Hundreds of worshipers gathered at Emanuel African Methodist Episcopal Church in Charleston, N.C. Sunday morning for the first service held since 21-year-old Dylann Booth walked into a Bible study meeting and sat for an hour before killing nine of the attendees, including the church's pastor.
During the two-hour service, Rev. Norvel Goff, who has been appointed to lead the Charleston church, and other religious leaders shared a message of hope, forgiveness and reconciliation.
"I want you to know, because the doors of Mother Emanuel are open", the Rev. Norvel Goff Sr., a presiding elder in the African Methodist Episcopal Church, told the congregation, "it sends a message to every demon in hell and on earth."
Later, Mr. Goff added, "Some wanted to divide the race - black and white and brown - but no weapon formed against us shall prosper."
Roof, who is white, reportedly told authorities that he wanted to "start a race war" by murdering worshipers. He later confessed to police he "almost didn't go through with it because everyone was so nice to him."
"It's by faith that we are standing here and sitting here," Mr. Goff said during the service. "It has been tough. It has been rough. Some of us have been downright angry. But through it all God has sustained us."
The AP reports that Mr. Goff read the names of the dead and asked for prayers for their families, and also thanked law enforcement for finding the perpetrator of the crime so quickly and for guarding them as they prayed.
"A lot of folks expected us to do something strange and to break out in a riot. Well, they just don't know us," he said. "We are a people of faith."
The new interim leader added, "We have shown the world how we as a group of people can come together and pray and work out things that need to be worked out."
Mr. Goff also gently reprimanded the media for expressing shock that family members of the victims told Dylann Roof that they forgave him at his bond hearing earlier this week. "If you knew our daddy, you would know," he said, referring to God.
Emanuel is the oldest AME church in the south, and is referred to as "Mother Emanuel." The New York Times notes that many church leaders and politicians from around the country attended Sunday's service, including governor Nikki R. Haley, Representative Maxine Waters of California, Mayor Joseph P. Riley Jr. of Charleston, Senator Tim Scott of South Carolina, Republican presidential hopeful Rick Santorum, and liberal activist DeRay McKesson.
Although mourning the loss of their pastor, Clementa Pinckney, and the other victims, congregants said they were relieved that "Mother Emanuel" was open again so quickly.
"I was looking forward to it being open because I was looking forward to going to church," Velma Washington, who was related to three of the victims shot last Wednesday, told the AP. "Everybody has to join together as one."

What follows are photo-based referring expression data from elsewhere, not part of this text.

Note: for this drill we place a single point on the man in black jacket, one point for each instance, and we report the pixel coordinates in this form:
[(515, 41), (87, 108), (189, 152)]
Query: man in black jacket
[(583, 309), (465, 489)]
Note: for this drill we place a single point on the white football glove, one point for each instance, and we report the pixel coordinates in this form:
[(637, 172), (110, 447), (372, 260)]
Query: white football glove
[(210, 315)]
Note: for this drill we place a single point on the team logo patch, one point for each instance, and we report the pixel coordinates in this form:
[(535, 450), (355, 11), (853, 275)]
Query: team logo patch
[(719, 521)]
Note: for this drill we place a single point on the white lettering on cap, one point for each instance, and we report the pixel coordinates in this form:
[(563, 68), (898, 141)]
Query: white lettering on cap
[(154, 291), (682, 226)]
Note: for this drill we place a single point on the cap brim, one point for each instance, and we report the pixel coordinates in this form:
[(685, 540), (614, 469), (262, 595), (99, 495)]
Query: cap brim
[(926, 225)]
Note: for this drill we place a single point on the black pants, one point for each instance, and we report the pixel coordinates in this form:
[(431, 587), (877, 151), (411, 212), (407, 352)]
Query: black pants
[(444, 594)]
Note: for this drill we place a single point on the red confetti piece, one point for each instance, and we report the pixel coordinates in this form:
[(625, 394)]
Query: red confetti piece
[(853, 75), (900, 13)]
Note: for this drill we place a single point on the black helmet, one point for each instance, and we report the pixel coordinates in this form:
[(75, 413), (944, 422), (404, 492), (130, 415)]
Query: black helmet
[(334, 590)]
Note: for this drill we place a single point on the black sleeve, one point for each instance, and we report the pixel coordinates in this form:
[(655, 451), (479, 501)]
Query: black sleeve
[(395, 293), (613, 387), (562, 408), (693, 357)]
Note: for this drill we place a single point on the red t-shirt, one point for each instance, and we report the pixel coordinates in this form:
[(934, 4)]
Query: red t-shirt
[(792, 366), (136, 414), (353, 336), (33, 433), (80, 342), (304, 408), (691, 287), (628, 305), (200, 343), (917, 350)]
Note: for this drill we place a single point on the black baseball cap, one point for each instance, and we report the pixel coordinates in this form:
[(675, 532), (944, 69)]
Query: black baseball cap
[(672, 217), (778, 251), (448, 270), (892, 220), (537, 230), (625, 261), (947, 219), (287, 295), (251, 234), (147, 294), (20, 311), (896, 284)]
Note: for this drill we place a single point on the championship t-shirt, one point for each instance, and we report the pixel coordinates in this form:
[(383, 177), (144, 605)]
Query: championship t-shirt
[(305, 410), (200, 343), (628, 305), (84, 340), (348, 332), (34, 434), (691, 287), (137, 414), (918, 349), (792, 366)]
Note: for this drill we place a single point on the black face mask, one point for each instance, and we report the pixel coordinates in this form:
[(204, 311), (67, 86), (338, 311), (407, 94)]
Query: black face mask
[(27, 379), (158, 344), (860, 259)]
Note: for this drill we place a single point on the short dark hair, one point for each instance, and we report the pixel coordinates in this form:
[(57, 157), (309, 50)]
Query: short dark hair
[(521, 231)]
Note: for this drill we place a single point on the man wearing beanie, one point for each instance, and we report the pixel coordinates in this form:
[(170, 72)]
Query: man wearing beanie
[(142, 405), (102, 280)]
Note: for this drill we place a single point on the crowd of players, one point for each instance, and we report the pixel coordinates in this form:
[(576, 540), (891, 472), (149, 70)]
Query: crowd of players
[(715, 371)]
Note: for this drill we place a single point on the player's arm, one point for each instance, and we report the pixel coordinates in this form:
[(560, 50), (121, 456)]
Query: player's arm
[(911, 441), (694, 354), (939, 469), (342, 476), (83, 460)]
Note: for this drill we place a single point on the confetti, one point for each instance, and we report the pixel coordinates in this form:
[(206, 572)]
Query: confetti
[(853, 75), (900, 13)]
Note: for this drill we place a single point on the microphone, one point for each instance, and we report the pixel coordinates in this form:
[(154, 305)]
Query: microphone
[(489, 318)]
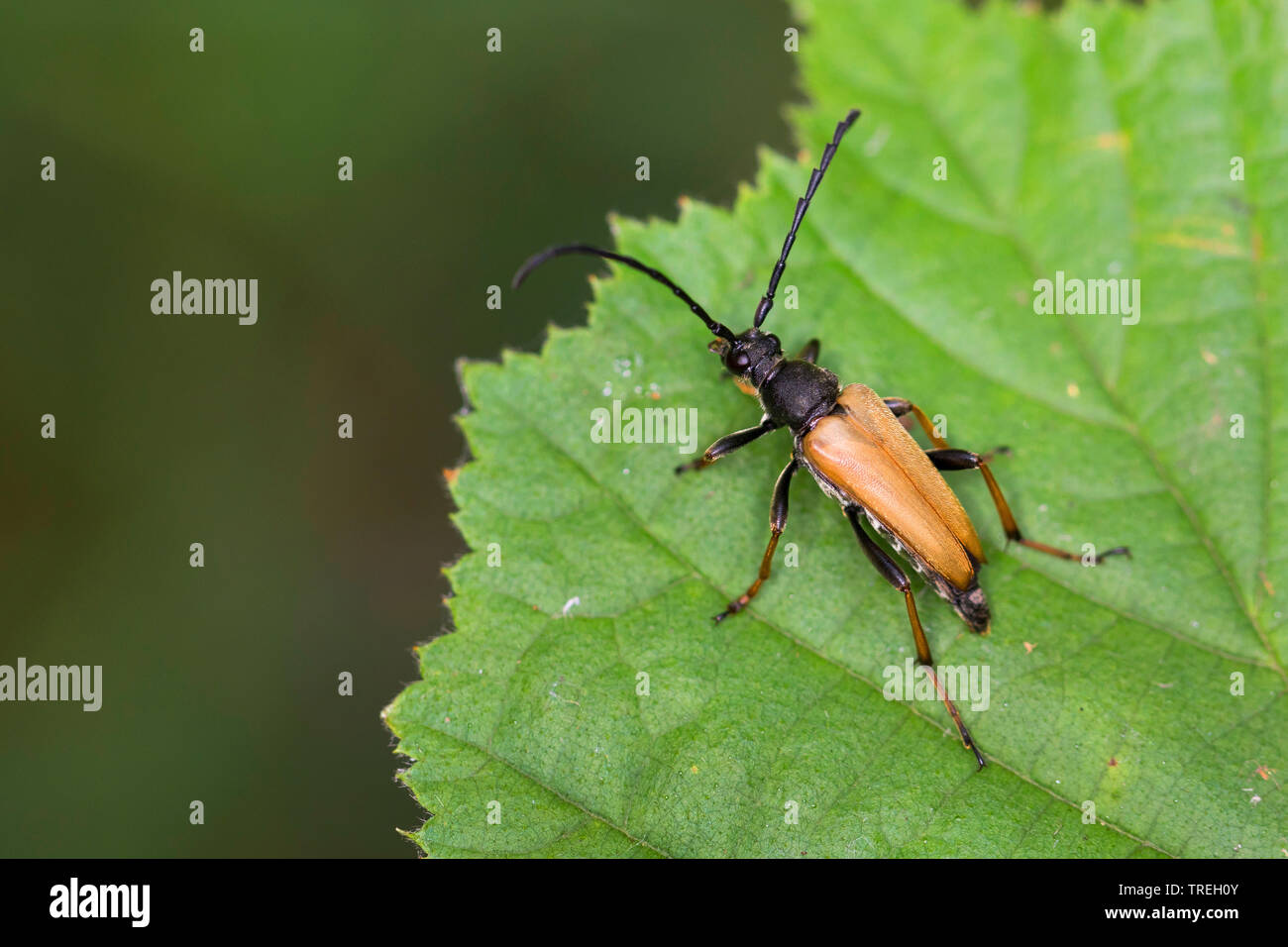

Meanwhile, Rick Warren, pastor of Saddleback Church, California, has called all churches to continue to pray for the community of Charleston, emphasizing that our response should be the opposite of what the gunman intended and listing ways that Christians can stand for peace, love and justice.
"The gunman's intention was to divide people," he wrote in a recent Facebook post, "So we must unite in our grief. His intention was to start a race war. We must be peacemakers. His intention was to further segregation, so we must model integration in our churches. His intention was to do an injustice, so we must stand for justice. And his intention was to do harm, so we must be agents of healing."
"Today, hatred is strong in our culture. But love is even stronger, and it is the only thing than can overpower evil," Warren added, commending the victims' relatives for showing forgiveness to the killer despite his lack of remorse.
He also shared the prayer that he will continue to use at his own church, in which he said: "Father, our hearts are broken again, as we see the result of sin in our broken world. We know that you are grieving for these who've lost their loved ones...we pray for comfort and peace and healing in the hearts of those who are overwhelmed with grief in this tragedy. Thank you for saying 'Blessed are those who mourn, for they will be comforted.' Father, you know what it is like to lose a son. Holy Spirit, we ask you to comfort the families, and the church, and the community."